Block, Inc. will reduce its workforce by more than 4,000 employees, shrinking headcount from over 10,000 to just under 6,000, as the company restructures around artificial intelligence and a leaner operating model.

Co-founder and CEO Jack Dorsey detailed the decision in a note to employees that he also shared publicly.

“Today we're making one of the hardest decisions in the history of our company: we're reducing our organization by nearly half, from over 10,000 people to just under 6,000,” Dorsey wrote. “That means over 4,000 of you are being asked to leave or entering into consultation.”

The company confirmed the move in a shareholder letter and an 8-K filing with the U.S. Securities and Exchange Commission. Block said the workforce reduction aligns its organizational structure with its operating model and strategic priorities.

Severance terms and restructuring costs

Affected employees will receive 20 weeks of salary plus one additional week per year of tenure, as Bloomberg reported. Dorsey stated that employees will also receive equity vested through the end of May, six months of health care coverage, their corporate devices, and $5,000 for transition support. International employees will receive comparable packages based on local requirements.

“I want you to know that before anything else,” Dorsey wrote in his note. “Everyone will be notified today, whether you're being asked to leave, entering consultation, or asked to stay.”

Block expects to record between $450 million and $500 million in restructuring charges.
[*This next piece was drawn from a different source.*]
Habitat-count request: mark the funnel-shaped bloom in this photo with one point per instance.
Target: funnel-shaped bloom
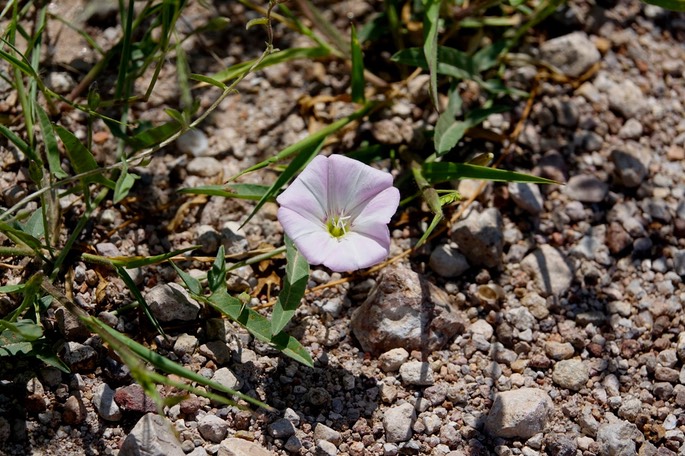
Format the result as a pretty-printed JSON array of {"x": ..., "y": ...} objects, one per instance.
[{"x": 337, "y": 213}]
The company said most of the charges will appear in the first quarter of fiscal 2026. The costs include severance, notice-period pay, employee benefits and non-cash expenses related to share-based awards. Block cautioned that actual costs may differ from current estimates.

The restructuring should be largely complete by the end of the second quarter, according to the filing.

AI tools reshape internal structure

Dorsey framed the reduction as a response to rapid changes in how the company builds products and runs teams.

“We're already seeing that the intelligence tools we’re creating and using, paired with smaller and flatter teams, are enabling a new way of working that fundamentally changes what it means to build and run a company,” he wrote.

In the shareholder letter, Dorsey added:

“Intelligence tools have changed what it means to build and run a company. A significantly smaller team, using the tools we’re building, can do more and do it better.”

Block has invested in internal AI systems, including a proprietary tool known as Goose, to automate workflows across engineering, customer service and operations. Dorsey said he considered gradual cuts but rejected that approach.

“I had two options: cut gradually over months or years as this shift plays out, or be honest about where we are and act on it now. I chose the latter.” He also acknowledged risk. “A decision at this scale carries risk. but so does standing still.”

Financial results accompany cuts

The announcement coincided with Block’s fourth-quarter and full-year 2025 earnings release. For the full year, Block reported a gross profit of $10.36 billion, up 17% year over year. The company said its businesses generated $10.4 billion in gross profit across commerce enablement, financial services, and its Bitcoin ecosystem.

Block expects first-quarter operating income of $600 million, above a $574 million consensus estimate, and gross profit of $2.8 billion versus $2.72 billion expected. The company also reported a beat on Cash App monthly active users.

Cash App had 59 million monthly transacting users in the United States at year-end, with $316 billion in customer inflows during 2025, according to its annual filing.

Shares of Block, which trade on the New York Stock Exchange under the ticker XYZ, rose sharply in after-hours trading following the announcement. The stock closed at $54.53 and then gained more than 20% after the results.

Block Inc. stock. Source: Google Finance
Block Inc. stock. Source: Google Finance

Chief Financial Officer Amrita Ahuja stated in the shareholder letter that the company acts from a position of strength and aims to move faster for customers.

A sharper focus on core businesses

Block operates consumer and merchant payments through Cash App and Square, alongside Bitcoin-related services such as trading, self-custody, and merchant payments. In its third-quarter earnings report released in November, Block said it earned nearly $2 billion in Bitcoin revenue, which accounted for nearly a third of total revenue.

Dorsey addressed both departing and remaining employees directly.

“To those of you leaving…i’m grateful for you, and i’m sorry to put you through this. you built what this company is today,” he wrote. “To those staying…I made this decision, and I'll own it. what I'm asking of you is to build with me.”

He said the company will keep communication channels open through Thursday evening Pacific time so employees can say goodbye. He also announced a live video session to thank staff.

Block’s headcount had expanded rapidly in recent years. Public filings show that employee count exceeded 10,200 at the end of 2025, after peaking near 13,000 in 2023. The new structure marks one of the largest workforce reductions in the fintech sector this year.